Torpenhow – St Michael’s Church
The Church of St Michael at Torpenhow was built in 1120. Of the 98 churches built in the 12th Century, only six remain unspoilt, Torpenhow being one of these. Most of the early building remains – and some of the stone that can be seen inside would have been brought from the Great Roman Camp of Old Carlisle. The architect responsible for the 1913 restoration said he found distinct traces of a Saxon building.
The magnificent chancel arch is undoubtably the most noteworthy feature of the original building, and is a fine example of its type and date, and is profusely ornamented in an individualist manner. There are demon like intertwined figures in dark red sandstone on the north, the side of darkness, and human and animal figures in light sandstone on the south side – suggesting a sermon in stone.

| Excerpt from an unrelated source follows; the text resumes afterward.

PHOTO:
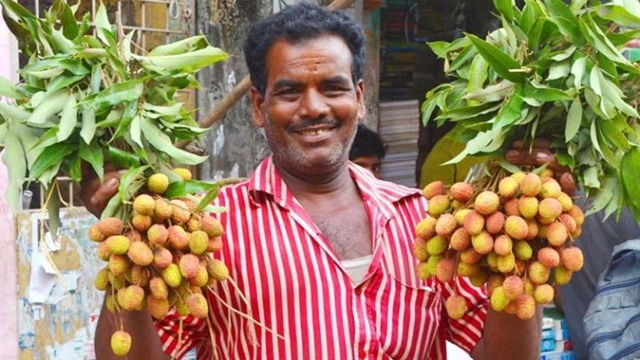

Another interesting feature is the nave ceiling, adorned with flowers and gildings, all painted at the time of Rubens. The ceiling panels are thought to have come from London, where they covered the hall of one of the Livery Companies in the City. The Norman bowl of the font has interlaced arches with mythical carvings, and stands on a shaft dating from the 15th Century and which bears heraldic devices.
There are several stained glass windows, mostly by Clayton and Bell, with one in the North aisle showing Jesus stilling the storm on Galilee. The choir stalls were put in in 1882, and are good examples of the wood-carver’s art.